We used some colorful props to make the color inversion noticeable. Figures 3 and 4 below show a snapshot of the video feed before and after the color inversion.
Snapshot before color inversion.
Snapshot after color inversion.
As an extension of this project, you can vary the constant value of 255 added to the individual RGB components. This simply shifts the RGB components of the image, giving interesting visual effects on the same image. You can be more interactive by setting the constant block to a value of 1 and adding a slider gain block. Now when you run this on the Raspberry Pi, you can adjust the slider gain and see the color inversion update instantly on the video display.
This project can be used to demonstrate how easy it is for young makers to get up and running with their first Raspberry Pi project in a few hours.
In this example, we'll walk through the implementation of an algorithm that can detect the edges on an input image from a webcam. You can use the same hardware as the previous example, where you have a USB webcam connected to the Raspberry Pi.
Edge detection is a fundamental tool in image processing. It aims at identifying points in a digital image where the brightness changes sharply. These points are typically organized into a set of curved line segments termed edges. Given that the image intensity may be regarded as a two-variable function, edges may be detected by computing its slope's local maxima.
The slope of a two-variable function may be easily determined by computing the gradient magnitude of that function. The slope's local maxima coordinates correspond to the local peaks of the gradient magnitude. An approximate and deterministic way to find such local maxima is to find where the slope function exceeds a given threshold.
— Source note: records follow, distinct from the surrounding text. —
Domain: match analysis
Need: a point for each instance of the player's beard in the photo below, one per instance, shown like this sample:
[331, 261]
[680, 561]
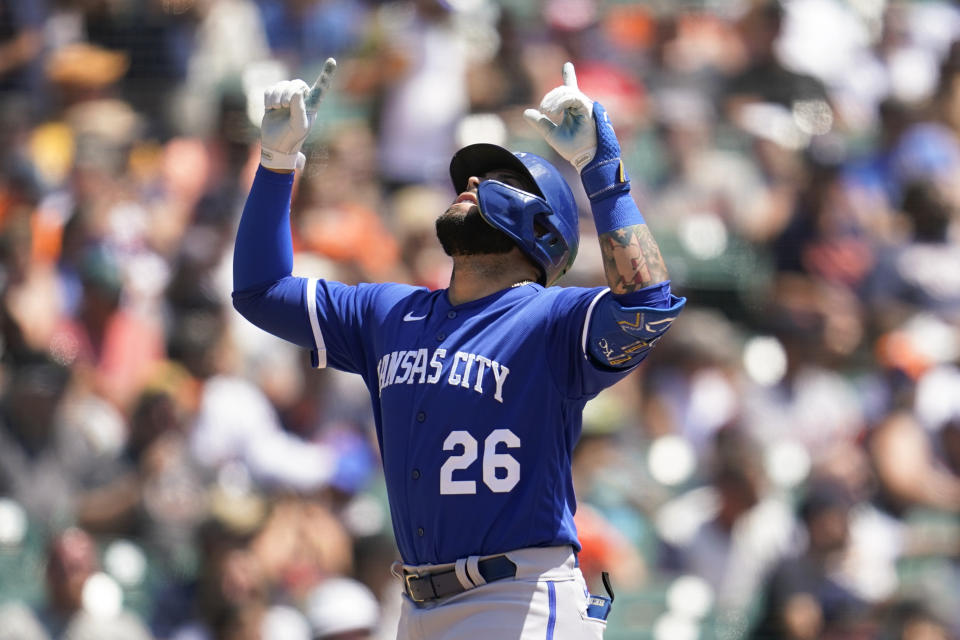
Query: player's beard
[468, 234]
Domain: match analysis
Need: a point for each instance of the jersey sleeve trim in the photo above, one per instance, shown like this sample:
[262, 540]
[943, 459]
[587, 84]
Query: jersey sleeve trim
[318, 357]
[586, 321]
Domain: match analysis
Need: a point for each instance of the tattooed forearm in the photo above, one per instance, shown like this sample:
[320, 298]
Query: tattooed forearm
[631, 259]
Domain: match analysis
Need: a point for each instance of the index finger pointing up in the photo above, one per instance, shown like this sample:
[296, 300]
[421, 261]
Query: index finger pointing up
[315, 95]
[569, 75]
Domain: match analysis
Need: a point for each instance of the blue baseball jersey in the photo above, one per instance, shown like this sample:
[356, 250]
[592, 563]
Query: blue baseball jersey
[477, 407]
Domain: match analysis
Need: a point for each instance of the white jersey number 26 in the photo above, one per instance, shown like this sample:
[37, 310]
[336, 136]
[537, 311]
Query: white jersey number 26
[491, 462]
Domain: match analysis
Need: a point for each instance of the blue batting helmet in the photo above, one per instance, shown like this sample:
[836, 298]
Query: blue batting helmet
[544, 223]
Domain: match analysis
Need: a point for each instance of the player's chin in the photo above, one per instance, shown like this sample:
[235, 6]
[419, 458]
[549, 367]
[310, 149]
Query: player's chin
[465, 232]
[461, 209]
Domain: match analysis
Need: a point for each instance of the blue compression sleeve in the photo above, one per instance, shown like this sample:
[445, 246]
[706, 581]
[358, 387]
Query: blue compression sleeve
[263, 252]
[264, 291]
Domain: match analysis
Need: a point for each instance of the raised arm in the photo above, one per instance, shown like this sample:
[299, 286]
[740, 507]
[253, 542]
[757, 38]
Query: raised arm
[624, 326]
[584, 136]
[264, 291]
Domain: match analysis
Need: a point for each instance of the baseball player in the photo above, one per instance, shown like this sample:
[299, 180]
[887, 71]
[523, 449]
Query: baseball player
[477, 389]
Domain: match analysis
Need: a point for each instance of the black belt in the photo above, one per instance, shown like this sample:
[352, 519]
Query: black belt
[431, 586]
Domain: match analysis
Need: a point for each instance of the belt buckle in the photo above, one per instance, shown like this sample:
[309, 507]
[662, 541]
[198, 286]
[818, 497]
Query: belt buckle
[407, 577]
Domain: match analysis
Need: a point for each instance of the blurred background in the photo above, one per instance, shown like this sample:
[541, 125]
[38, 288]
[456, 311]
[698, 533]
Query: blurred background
[785, 465]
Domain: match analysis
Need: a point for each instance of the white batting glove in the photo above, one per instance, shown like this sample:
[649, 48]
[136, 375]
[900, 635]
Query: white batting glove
[291, 108]
[575, 137]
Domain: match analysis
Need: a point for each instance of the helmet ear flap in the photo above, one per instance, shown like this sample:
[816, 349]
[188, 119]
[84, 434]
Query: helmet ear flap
[531, 223]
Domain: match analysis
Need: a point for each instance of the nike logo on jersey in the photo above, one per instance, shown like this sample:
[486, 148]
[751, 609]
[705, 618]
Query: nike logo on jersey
[465, 370]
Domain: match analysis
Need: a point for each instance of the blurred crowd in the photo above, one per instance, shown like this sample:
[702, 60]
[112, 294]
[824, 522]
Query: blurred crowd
[785, 465]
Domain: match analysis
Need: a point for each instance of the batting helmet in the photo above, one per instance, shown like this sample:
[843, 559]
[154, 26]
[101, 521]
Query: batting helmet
[544, 224]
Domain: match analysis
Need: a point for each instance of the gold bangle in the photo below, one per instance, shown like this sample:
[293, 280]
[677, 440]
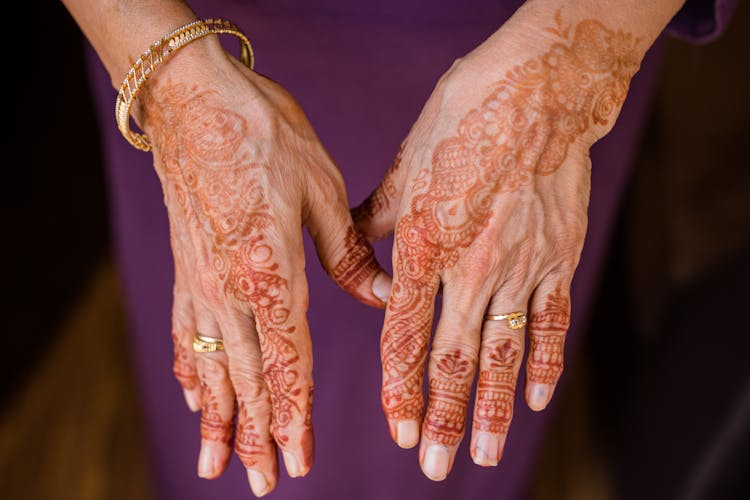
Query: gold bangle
[156, 54]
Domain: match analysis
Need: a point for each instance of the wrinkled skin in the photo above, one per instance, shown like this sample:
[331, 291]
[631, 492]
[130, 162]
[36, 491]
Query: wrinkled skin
[488, 198]
[242, 172]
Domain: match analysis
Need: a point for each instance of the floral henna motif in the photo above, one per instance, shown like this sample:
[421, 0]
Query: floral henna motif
[358, 263]
[248, 444]
[213, 427]
[495, 389]
[524, 128]
[183, 367]
[214, 171]
[449, 395]
[547, 338]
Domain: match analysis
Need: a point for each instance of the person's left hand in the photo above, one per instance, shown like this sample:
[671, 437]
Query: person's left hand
[488, 198]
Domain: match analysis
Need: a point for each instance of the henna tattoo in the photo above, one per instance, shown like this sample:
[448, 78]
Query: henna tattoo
[357, 264]
[183, 366]
[213, 426]
[495, 389]
[380, 199]
[248, 444]
[449, 394]
[524, 128]
[213, 167]
[547, 330]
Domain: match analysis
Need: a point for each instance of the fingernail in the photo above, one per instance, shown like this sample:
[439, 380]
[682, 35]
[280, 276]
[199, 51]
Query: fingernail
[407, 433]
[258, 482]
[436, 461]
[206, 466]
[192, 400]
[485, 452]
[381, 286]
[540, 394]
[292, 464]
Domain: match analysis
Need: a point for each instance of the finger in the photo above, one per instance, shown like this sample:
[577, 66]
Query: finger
[450, 372]
[548, 324]
[217, 403]
[345, 254]
[253, 442]
[406, 331]
[375, 217]
[500, 358]
[183, 331]
[273, 282]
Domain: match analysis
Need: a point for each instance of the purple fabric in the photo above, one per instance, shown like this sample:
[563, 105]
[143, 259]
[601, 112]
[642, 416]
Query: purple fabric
[702, 21]
[362, 75]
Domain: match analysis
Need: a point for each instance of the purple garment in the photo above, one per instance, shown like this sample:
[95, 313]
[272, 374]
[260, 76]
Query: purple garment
[362, 74]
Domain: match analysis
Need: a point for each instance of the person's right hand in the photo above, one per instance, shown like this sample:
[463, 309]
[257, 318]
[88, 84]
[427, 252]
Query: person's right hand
[242, 171]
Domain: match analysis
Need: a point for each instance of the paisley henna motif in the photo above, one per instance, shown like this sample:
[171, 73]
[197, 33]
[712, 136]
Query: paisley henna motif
[523, 129]
[213, 426]
[449, 395]
[497, 383]
[214, 172]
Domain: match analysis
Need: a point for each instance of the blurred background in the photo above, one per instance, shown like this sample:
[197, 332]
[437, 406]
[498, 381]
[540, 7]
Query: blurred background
[674, 294]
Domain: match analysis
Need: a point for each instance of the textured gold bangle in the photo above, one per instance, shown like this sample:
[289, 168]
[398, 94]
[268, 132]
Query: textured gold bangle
[155, 55]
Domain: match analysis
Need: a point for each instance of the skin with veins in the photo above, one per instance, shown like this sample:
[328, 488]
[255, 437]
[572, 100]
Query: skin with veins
[248, 444]
[523, 129]
[214, 173]
[547, 338]
[449, 394]
[213, 426]
[494, 407]
[357, 265]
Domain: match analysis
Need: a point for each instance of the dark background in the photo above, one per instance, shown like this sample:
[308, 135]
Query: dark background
[657, 406]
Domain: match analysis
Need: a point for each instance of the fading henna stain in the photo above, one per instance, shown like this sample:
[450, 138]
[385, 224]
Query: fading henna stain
[449, 394]
[547, 330]
[495, 389]
[213, 426]
[183, 366]
[524, 128]
[206, 152]
[357, 265]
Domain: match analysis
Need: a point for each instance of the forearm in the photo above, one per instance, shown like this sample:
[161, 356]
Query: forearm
[643, 20]
[120, 31]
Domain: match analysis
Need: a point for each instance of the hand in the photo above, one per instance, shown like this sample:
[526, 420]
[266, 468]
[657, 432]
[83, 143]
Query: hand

Let's look at the top-level model shown in Figure 5. The Video Capture library block from Simulink generates three signals to represent color image data for each pixel. Y is the luma component (essentially a grayscale signal). Cb is the blue-difference chroma component, and Cr is the red-difference chroma component.
Simulink model with edge detection algorithm.
The grayscale image data is used as an input to the edge detection algorithm. The threshold block has a slider interface that allows you to tune the threshold while the algorithm is running on your Raspberry Pi.
Image processing projects are an attractive way of introducing hardware programming to young makers, especially because you can see the results immediately. The potentially steep learning curve associated with new programming languages is considerably reduced with graphical modeling tools such as Simulink. Not only does the combination of Raspberry Pi and Simulink enable users to get up and running quickly, but it also provides an easy way to interact and explore the image processing algorithm in Simulink while it's running on the Pi. Additionally, this combination is a great example of project-based learning, a current trend in using hands-on projects to reinforce conceptual learning.
Websites such as MakerZone, element14, Adafruit, and others are helping aspiring makers bring their projects to life, encouraging them to continue investing time, effort, and energy in engineering and science.